Advocate for Your Care

When I became pregnant with my oldest (almost twenty-years ago, gulp) I was still a baby myself! I took a home pregnancy test but didn’t believe the results. Can you say “naïve?” When I went to my OB appointment, I remember asking the doctor, “Am I really pregnant?” and he replied, “You took a test at home?” When I nodded he said, “Then you are.”

After the exam, which hurt, by the way, he asked me how I felt about having a baby. I told him that I was scared about labor and delivery.

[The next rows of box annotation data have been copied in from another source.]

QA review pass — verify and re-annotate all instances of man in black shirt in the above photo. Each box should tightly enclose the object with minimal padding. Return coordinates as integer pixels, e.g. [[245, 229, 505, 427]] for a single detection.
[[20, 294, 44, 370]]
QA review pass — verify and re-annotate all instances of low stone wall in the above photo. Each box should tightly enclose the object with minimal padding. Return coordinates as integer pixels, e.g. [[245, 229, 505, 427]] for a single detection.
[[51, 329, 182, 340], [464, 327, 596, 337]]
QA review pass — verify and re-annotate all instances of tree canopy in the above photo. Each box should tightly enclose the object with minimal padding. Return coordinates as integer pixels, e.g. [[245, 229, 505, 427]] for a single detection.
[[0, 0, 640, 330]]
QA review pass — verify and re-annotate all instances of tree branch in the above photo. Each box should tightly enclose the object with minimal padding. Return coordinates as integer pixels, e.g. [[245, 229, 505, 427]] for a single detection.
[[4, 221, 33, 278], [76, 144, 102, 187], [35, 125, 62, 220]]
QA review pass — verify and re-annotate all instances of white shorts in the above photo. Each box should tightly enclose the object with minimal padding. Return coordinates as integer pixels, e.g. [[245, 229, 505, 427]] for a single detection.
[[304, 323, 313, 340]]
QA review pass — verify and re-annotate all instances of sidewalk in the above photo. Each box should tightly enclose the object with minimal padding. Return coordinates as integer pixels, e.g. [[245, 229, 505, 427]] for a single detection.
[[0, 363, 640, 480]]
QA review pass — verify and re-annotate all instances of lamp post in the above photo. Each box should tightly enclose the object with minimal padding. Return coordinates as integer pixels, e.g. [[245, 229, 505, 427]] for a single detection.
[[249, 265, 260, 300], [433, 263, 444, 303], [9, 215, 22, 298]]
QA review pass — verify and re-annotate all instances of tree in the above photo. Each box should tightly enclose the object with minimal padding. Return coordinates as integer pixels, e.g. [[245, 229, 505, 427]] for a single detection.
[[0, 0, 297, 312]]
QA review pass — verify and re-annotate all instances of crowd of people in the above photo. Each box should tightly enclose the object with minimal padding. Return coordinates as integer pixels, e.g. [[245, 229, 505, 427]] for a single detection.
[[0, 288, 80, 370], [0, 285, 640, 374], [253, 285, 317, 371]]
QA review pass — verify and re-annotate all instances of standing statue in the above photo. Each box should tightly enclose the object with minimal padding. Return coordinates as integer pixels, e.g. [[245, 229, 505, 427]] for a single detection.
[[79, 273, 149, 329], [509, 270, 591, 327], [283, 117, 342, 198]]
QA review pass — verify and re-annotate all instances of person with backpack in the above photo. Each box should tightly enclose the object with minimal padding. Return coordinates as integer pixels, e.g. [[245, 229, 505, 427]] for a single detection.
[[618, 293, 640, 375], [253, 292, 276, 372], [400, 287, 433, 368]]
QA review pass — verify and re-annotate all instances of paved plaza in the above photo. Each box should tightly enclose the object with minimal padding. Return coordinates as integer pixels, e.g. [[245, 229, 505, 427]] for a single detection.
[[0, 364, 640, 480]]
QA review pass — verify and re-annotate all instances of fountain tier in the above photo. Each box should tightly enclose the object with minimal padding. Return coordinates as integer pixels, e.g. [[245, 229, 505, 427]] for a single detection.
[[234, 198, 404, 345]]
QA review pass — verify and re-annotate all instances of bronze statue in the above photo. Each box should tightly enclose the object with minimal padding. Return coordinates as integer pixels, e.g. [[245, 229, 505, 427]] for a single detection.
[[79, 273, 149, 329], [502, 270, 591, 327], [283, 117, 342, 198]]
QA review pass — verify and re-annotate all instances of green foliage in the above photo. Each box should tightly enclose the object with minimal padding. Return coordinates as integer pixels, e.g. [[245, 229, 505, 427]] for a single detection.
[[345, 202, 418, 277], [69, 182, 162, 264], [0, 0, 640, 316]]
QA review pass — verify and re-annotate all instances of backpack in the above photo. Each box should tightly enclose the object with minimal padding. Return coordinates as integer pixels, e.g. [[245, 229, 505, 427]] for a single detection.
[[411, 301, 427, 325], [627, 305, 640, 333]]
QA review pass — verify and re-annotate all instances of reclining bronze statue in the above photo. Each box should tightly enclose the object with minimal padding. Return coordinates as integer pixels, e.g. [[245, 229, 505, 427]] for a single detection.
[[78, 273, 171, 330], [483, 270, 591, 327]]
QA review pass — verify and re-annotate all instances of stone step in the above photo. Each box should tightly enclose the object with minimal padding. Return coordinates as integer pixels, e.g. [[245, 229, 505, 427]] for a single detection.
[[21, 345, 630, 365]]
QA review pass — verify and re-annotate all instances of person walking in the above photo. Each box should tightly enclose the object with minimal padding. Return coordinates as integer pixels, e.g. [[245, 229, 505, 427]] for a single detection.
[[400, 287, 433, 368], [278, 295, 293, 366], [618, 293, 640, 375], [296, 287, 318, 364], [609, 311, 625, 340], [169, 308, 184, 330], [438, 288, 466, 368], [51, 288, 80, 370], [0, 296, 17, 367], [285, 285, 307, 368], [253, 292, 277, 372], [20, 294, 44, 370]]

His response, “Most women DO have more than one child; it can’t be THAT bad.”

I found a new doctor.

When my son arrived, I had difficulty breastfeeding. I don’t know if it was due to a previous surgery, but this very natural thing did not come naturally. There were many nights of crying and very little sleep. Oh, and my baby was crying, too.

After calling the hospital and the pediatrician I was told DO NOT GIVE HIM A BOTTLE! I felt like a complete failure. They said I could hire (for hundreds of dollars) a lactation consultant to help me. That was not an option for me.

The pediatrician asked me how nursing was going. I told him that I was still having issues, that I wasn’t sure if I was doing it correctly, and how I didn’t even like it (it felt weird). He asked me to unbutton my shirt. He reached for my breast, squeezed milk out and said, “You have plenty of milk; this shouldn’t be a problem.”

I never saw that physician again.

Yes, I know that women typically have more than one child (I have three). And, the amount of milk was NOT my issue. These were moments when my doctors were not listening to me. I chose to take my business elsewhere.

We need to be in control of the care that we receive and not afraid to get a second opinion or find another option. We need to be our own advocates. I know it’s not always easy, but we deserve it! Don’t accept anything less.


  1. Im always so sad when I hear of women having bad experiences with physicians – especially after having a baby. It’s such a vulnerable time and to not feel supported can make for long lasting esteem issues. I’m working on trusting my gut, no matter how much of an expert I’m dealing with. Everyone deserves to be heard.